Il danno ha interrotto una connessione elettrica con capacità di 1.000 megawatt, lasciando operativo solo EstLink 1 con i suoi 350 megawatt. Le autorità finlandesi hanno confermato che la sezione danneggiata si trova sul lato finlandese del cavo sottomarino. Sebbene il primo ministro finlandese Petteri Orpo abbia assicurato che l’incidente non influisce sulle forniture di elettricità per i cittadini, le riparazioni potrebbero richiedere fino a sette mesi.
Inizialmente, i sospetti si erano concentrati anche sulla nave Xin Xin Tian 2, battente bandiera di Hong Kong, gemella della Newnew Polar Bear che l’anno scorso aveva causato la perdita del gasdotto Balticconnector e il danneggiamento del cavo dati tra Finlandia e Svezia. La Xin Xin Tian 2 appartiene alla compagnia di navigazione Hainan Yangpu, parte del gruppo Torgmoll, una società di logistica cinese con stretti legami con la Russia.
Per quanto riguarda i cavi di comunicazione, due appartengono al gruppo Elisa e uno a CITIC Telecom. Le aziende hanno assicurato che le interruzioni non avranno un impatto evidente sugli utenti finali grazie ai sistemi di ridondanza: se i cavi sottomarini si rompono, è possibile utilizzare collegamenti alternativi o cavi terrestri diretti in Lettonia per garantire la connettività transfrontaliera.
Questo episodio, che si aggiunge ad altri simili incidenti nella regione baltica, rappresenta un esempio perfetto di guerra ibrida moderna: azioni condotte con mezzi apparentemente civili, difficilmente attribuibili a specifici attori statali, ma capaci di provocare significativi danni alle infrastrutture critiche.

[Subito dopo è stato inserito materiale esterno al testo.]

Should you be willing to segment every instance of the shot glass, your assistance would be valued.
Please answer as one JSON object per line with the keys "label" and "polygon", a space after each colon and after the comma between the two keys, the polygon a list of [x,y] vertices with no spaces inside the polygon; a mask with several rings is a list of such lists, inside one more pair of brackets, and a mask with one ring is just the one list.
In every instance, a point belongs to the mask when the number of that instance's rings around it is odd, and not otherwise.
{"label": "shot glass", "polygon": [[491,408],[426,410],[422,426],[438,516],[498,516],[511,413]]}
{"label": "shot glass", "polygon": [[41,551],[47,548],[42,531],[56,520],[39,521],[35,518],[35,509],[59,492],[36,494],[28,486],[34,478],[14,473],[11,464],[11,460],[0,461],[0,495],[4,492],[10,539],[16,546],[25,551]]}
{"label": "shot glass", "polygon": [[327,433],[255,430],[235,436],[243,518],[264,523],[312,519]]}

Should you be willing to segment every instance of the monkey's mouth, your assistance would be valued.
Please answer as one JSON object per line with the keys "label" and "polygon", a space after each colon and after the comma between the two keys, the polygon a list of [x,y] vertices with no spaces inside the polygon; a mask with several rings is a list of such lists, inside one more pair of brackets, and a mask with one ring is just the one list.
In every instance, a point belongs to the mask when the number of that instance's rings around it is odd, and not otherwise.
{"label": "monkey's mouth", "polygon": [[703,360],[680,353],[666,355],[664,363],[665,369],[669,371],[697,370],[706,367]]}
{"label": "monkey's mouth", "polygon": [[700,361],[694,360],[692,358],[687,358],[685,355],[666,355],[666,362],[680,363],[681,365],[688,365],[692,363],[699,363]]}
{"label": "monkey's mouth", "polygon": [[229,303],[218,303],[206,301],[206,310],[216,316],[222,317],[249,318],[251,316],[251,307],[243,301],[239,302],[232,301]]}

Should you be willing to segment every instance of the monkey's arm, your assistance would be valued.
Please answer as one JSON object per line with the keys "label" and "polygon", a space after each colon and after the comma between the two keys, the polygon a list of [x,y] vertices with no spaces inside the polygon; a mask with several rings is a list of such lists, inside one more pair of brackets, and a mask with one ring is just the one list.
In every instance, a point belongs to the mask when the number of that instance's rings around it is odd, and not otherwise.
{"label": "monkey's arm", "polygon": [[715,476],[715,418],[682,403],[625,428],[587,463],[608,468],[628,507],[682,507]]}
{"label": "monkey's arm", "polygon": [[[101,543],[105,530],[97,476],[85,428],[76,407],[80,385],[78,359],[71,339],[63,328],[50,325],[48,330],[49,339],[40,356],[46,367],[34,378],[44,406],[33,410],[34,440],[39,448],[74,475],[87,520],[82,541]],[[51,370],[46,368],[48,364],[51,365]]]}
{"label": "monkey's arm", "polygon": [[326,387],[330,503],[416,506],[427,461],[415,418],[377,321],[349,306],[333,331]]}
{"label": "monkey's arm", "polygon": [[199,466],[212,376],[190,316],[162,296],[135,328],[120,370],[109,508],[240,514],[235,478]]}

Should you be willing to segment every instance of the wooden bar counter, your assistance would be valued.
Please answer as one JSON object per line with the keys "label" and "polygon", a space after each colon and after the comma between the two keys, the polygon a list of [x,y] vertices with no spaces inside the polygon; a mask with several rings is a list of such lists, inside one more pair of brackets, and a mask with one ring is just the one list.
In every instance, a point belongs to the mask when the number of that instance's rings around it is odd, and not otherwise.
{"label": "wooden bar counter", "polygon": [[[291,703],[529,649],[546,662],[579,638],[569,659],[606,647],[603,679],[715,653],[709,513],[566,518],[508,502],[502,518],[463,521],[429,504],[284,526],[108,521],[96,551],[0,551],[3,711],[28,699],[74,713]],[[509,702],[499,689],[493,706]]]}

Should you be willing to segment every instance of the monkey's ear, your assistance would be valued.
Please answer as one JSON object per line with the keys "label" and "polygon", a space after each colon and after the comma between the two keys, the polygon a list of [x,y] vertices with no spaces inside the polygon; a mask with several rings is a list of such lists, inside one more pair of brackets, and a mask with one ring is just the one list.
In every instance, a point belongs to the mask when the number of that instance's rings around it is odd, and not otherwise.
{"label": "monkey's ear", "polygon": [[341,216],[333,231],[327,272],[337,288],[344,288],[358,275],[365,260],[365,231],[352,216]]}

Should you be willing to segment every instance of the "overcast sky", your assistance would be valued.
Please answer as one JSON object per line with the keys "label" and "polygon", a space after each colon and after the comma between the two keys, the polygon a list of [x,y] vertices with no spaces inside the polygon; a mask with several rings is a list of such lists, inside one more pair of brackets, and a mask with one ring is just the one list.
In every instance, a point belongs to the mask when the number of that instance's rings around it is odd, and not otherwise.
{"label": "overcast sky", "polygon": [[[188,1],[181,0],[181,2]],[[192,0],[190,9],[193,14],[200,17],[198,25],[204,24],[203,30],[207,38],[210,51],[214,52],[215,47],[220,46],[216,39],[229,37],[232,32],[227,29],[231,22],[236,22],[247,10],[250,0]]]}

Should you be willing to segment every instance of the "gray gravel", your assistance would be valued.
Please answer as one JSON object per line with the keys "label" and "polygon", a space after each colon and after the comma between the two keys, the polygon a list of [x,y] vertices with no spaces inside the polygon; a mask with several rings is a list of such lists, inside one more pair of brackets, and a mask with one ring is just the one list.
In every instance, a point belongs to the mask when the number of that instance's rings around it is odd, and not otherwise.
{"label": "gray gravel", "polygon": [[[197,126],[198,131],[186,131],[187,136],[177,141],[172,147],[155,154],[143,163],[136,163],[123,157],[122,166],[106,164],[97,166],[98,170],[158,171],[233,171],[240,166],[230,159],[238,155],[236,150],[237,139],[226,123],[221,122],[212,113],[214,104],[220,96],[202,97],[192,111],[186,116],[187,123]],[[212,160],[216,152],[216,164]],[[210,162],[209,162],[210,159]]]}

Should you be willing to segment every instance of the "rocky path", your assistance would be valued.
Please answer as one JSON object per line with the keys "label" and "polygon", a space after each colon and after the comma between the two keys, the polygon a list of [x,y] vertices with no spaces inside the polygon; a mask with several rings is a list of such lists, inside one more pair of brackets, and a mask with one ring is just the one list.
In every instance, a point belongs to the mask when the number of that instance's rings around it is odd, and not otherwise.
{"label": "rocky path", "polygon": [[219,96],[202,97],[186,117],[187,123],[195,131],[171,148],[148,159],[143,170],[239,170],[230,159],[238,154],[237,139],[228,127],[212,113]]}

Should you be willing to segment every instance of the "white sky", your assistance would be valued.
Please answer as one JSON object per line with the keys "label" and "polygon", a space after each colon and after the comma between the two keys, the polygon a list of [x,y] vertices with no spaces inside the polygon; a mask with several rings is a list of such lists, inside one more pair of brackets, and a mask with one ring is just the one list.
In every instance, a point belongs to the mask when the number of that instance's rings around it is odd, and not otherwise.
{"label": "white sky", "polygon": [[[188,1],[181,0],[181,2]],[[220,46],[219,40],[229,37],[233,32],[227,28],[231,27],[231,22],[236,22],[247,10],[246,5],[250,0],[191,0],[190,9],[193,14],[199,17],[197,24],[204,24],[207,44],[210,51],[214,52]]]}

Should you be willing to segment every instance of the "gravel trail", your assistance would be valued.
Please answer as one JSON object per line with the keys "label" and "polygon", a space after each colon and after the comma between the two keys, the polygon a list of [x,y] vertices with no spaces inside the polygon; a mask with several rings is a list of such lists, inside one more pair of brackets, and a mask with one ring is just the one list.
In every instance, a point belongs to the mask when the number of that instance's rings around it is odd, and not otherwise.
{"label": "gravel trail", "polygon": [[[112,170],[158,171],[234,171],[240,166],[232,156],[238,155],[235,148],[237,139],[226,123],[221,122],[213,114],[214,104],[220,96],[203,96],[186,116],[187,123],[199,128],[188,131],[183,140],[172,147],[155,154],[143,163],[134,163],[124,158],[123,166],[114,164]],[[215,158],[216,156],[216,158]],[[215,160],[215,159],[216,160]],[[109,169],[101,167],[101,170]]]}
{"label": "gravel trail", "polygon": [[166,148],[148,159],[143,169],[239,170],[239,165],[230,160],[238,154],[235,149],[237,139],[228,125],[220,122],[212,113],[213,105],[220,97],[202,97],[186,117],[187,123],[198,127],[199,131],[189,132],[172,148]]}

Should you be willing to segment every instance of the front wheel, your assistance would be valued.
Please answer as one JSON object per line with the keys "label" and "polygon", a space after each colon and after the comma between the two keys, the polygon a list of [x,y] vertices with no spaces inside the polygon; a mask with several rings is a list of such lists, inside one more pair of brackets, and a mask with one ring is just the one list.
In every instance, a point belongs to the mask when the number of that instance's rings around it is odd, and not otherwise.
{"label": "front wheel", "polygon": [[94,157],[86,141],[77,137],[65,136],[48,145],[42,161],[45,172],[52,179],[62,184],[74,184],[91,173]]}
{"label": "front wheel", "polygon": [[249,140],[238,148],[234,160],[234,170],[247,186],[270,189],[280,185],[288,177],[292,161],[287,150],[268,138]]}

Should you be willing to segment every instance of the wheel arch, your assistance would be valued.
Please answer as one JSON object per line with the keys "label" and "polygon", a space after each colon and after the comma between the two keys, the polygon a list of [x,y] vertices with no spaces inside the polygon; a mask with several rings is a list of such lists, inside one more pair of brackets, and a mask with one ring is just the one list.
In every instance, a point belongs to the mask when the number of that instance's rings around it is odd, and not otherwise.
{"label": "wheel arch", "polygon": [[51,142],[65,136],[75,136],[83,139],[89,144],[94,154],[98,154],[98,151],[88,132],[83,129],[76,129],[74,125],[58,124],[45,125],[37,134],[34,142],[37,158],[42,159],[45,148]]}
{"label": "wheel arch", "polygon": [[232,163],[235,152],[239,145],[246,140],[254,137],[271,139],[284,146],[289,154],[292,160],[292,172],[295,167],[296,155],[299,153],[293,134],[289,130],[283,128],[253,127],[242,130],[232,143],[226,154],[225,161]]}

La tecnica evidenzia la vulnerabilità delle società moderne, sempre più dipendenti da reti di comunicazione e approvvigionamento energetico interconnesse.
La sfida per l’Occidente è ora duplice: proteggere le infrastrutture critiche da attacchi sempre più sofisticati e sviluppare strategie di deterrenza efficaci. La risposta richiede un rafforzamento della collaborazione tra alleati, lo sviluppo di nuove tecnologie di monitoraggio e la creazione di un quadro normativo internazionale più robusto per prevenire e rispondere a questi incidenti.
L’episodio del Mar Baltico dimostra come la guerra moderna si combatta sempre più spesso nell’ombra, mirando a obiettivi strategici senza ricorrere al confronto militare diretto. La protezione delle infrastrutture sottomarine diventa quindi una priorità che richiede un approccio multidimensionale: sistemi di sorveglianza avanzati, cooperazione internazionale e capacità di risposta rapida per garantire la sicurezza delle reti che sostengono la nostra vita quotidiana.
Le parole dell’ex ministro degli Esteri lituano, Linas Linkevicius, riassumono efficacemente la situazione: “La Russia ha investito 10 miliardi di dollari per costruire la sua ‘flotta ombra’ apparentemente non solo per eludere le sanzioni. Troppe coincidenze con le comunicazioni interrotte e i cavi elettrici danneggiati. Non dobbiamo ‘cercare cooperazione’ nel controllare certe navi, ma semplicemente vietare le loro attività nel Mar Baltico”.